Tout a commencé suite à un webinaire où Biba Pedron expliquait comment elle avait fait fructifier son business grâce aux réseaux sociaux et comment utiliser judicieusement Facebook pour en faire autant. A l’époque, je rêvais d’une activité professionnelle dans le domaine qui me passionne : les relations humaines et le développement personnel. J’ai été contaminée par l’enthousiasme de ce sommet « Succès de femmes » et je suis passée à l’action sur le champ dans l’optique de développer une communauté qui partage mes intérêts. A la même période, j’avais redécouvert mon élan créatif pour la peinture et avait commencé à me fabriquer des cartes personnalisables et à les personnaliser avec des citations inspirantes. J’en ai donc profité pour faire d’une pierre deux coups en partageant mes inspirations et mes créations sur le web.
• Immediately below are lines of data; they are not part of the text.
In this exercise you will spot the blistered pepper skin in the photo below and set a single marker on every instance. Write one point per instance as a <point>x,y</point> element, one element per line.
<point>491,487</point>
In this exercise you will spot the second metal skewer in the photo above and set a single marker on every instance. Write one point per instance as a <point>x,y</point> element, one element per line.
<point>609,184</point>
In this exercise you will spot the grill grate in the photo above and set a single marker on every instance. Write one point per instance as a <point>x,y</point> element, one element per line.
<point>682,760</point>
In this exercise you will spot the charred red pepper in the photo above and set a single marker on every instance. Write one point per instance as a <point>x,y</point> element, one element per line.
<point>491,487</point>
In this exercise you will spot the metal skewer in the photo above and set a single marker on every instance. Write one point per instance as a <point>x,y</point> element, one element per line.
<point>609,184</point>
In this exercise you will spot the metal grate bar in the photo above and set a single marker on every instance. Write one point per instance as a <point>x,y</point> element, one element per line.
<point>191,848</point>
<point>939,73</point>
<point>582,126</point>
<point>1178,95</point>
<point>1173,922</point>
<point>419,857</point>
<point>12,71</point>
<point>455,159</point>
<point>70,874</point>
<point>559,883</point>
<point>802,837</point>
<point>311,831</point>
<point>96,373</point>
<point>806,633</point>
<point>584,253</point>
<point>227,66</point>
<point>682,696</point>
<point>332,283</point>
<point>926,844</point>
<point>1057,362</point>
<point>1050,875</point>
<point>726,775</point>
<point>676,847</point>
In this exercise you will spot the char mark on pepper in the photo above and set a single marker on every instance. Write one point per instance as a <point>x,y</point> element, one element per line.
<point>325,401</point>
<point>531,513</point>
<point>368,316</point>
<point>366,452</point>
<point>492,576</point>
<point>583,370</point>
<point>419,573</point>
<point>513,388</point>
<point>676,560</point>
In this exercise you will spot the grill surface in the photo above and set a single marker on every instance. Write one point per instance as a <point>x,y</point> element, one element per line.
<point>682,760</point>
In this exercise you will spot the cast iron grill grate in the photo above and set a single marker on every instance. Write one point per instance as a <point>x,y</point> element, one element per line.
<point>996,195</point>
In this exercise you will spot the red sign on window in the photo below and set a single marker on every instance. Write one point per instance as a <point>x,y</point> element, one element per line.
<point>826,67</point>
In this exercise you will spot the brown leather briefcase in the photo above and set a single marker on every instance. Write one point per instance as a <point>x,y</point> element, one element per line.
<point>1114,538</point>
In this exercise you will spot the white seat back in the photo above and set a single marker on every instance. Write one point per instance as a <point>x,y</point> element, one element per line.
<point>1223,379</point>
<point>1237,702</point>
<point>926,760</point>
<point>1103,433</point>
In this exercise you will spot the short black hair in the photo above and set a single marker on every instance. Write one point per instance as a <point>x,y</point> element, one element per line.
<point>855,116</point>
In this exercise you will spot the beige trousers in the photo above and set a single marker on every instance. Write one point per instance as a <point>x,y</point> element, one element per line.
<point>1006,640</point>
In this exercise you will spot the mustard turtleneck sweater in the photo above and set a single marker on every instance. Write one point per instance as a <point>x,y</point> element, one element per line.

 Facebook comme lieu de découverte et d’échanges

En débarquant sur Facebook, j’ai découvert cet univers parallèle où un certain nombre de personnes publient, lisent, relaient, commentent et aiment.

Je me suis mise moi-même à relayer les contenus qui me parlaient. Chaque jour je découvre des images, des vidéos, des inspirations, des citations. J’élargis mes connaissances, je me distrais, je discute avec des inconnus qui ont des idées proches, je voyage virtuellement au-delà des océans grâce à mes « ami(e)s » du monde entier. C’est un vrai plaisir et en même temps c’est une stratégie qui me permet de me sentir citoyenne du monde, co-créatrice du présent tout en assumant sereinement mon choix de me passer des sources officielles d’informations (journaux, télé …).

Sur Facebook, j’ai découvert des « gourous » du web, des anonymes, des pirates, des addicts. Une population diverse qui me fascine par ses mœurs, ses comportements, ses habitudes. C’est souvent un mystère pour moi de comprendre qui fait quoi et dans quelle optique. C’est probablement pour cela que j’ai décidé de lever le voile sur ma réalité et d’écrire cet article.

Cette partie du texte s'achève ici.